Discovering which services need to be optimised to reduce end-to-end latency in a microservices-based system can be challenging because call graphs may be too complicated to read. Uber described an open-source tool called CRISP built to solve this problem by finding the critical paths in these graphs. Critical paths identify those operations whose optimisation benefits the overall system.
The use of specialised and independent deployment units that interact with each other is the fundamental characteristic of microservice architectures. Therefore, fulfilling one request in a microservice architecture usually involves several interactions between different microservices. The request's end-to-end latency results from a combination of all interaction latencies.
Understanding which interactions have the most significant impact helps prioritise optimisations, system configuration, capacity planning or problem diagnostics. However, it becomes increasingly difficult to reason about the impact of each interaction as microservice-based systems grow larger in size and complexity.

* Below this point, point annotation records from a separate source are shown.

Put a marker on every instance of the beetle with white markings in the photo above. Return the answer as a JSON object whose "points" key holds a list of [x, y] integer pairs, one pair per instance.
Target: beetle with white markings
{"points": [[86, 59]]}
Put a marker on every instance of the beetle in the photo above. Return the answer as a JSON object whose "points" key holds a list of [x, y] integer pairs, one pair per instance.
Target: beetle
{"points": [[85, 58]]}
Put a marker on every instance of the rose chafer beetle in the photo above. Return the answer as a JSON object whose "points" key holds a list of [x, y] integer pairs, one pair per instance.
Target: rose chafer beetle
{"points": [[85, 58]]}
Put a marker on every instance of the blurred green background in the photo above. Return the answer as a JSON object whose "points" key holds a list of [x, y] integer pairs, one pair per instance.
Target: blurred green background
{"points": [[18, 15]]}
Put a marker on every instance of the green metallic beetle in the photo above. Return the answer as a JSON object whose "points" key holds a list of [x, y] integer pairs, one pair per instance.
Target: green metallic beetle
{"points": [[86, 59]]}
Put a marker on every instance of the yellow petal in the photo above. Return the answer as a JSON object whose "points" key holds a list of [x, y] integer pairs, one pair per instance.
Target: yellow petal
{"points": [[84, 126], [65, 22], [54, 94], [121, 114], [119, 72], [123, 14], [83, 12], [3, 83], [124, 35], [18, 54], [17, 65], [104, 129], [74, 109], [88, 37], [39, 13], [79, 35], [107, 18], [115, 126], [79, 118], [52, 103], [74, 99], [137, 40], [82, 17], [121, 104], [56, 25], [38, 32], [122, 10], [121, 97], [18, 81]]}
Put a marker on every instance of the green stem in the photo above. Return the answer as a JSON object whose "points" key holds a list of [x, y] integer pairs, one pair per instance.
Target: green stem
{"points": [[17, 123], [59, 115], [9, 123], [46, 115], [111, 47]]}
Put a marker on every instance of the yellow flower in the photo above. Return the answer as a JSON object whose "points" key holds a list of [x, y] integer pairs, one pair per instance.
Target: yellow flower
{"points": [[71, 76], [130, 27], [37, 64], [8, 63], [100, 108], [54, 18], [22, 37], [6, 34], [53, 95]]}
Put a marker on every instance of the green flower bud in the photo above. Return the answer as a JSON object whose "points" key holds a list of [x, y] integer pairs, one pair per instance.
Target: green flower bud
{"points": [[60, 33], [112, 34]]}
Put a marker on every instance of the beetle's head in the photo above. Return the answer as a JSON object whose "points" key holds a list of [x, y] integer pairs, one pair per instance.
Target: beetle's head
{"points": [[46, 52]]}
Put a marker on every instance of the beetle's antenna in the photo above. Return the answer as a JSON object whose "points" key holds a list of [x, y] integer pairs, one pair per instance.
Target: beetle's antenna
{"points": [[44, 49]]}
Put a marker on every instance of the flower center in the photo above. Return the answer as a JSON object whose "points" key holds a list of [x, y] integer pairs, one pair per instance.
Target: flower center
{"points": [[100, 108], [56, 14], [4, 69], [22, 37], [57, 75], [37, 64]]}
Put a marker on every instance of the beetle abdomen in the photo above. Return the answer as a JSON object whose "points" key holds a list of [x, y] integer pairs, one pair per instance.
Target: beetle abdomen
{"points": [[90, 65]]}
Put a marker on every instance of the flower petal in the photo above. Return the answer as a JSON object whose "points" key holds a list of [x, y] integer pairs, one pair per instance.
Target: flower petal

Millind Chabbi and Chris Zhang, researchers, and Murali Ramanathan, engineer, pointed out that the interactions between microservices form a call graph, specifically a directed acyclic graph (DAG). A rich research corpus about the study of computational graphs composed of parallel tasks already exists. Since a microservice architecture can be considered a distributed system, that research also applies to the analysis of DAGs representing calls between microservices.
A DAG representing the flow of parallel computational tasks with node weights proportional to their work. Source: https://eng.uber.com/crisp-critical-path-analysis-for-microservice-architectures/
The DAG's critical path is the key to understanding how to reduce latencies in that specific call graph. The article authors defined a critical path as follows:
Formally, the critical path in a parallel computation DAG is the longest weighted (where each node has an associated weight) path through the DAG. (...) The critical path in a parallel program DAG represents the components of the program speeding, which will speed [up] the overall execution time of the parallel program.
Uber uses Jaeger extensively to trace transactions between microservices. Jaeger generates tracing information based on "spans" used to understand the complete chain of calls related to one service request. Jaeger's spans are units of work that can have parent-child relationships: a child span represents a call to some downstream service, including its start time and duration.
Although Jaeger provides a user interface for visualising call graphs and timelines, they are difficult to understand visually in a complex environment such as Uber's.
CRISP solves this problem by reducing Jaeger traces to the essential, i.e., their critical paths. This reduction is accomplished by converting them into computational DAGs, followed by an analysis to calculate the critical path in each DAG.
Computing the critical path from an individual trace involves replaying the trace in reverse order from the end of the trace to the beginning of the trace, looking for synchronisation events.
A synchronisation event is a moment when one operation waits for the completion of another before it can continue. The end of a span is thus a synchronisation event.
A Jaeger trace represented as a DAG. Source: https://eng.uber.com/crisp-critical-path-analysis-for-microservice-architectures/
The red-coloured spans in the figure above are the critical path in the DAG. Other spans are not considered part of the critical path because reductions in their execution times do not impact the total execution time.
Since microservices are independent deployment units, they often run in different hardware. Critical path analysis depends on accurate and comparable timestamps, which can be challenging to achieve due to clock skew. CRISP's algorithm employs some strategies to minimise the impact of clock skew in span timestamps.
Multiple critical paths can be aggregated to obtain a comprehensive picture of the entire system. When doing so, CRISP provides a view of each critical path's operation time contributions to a global operation pool, summarised at percentiles 50, 95 and 99.
CRISP results are presented under different representations, such as flame graphs, heatmaps and textual summaries.
Comparable work has been carried out, for example, under the HPCToolkit project, whose purpose is to measure and analyse multithreaded or multiprocess program performance. CRISP is concerned with the interactions between programs on a distributed system, whereas HPCTookit's focus is the programs themselves.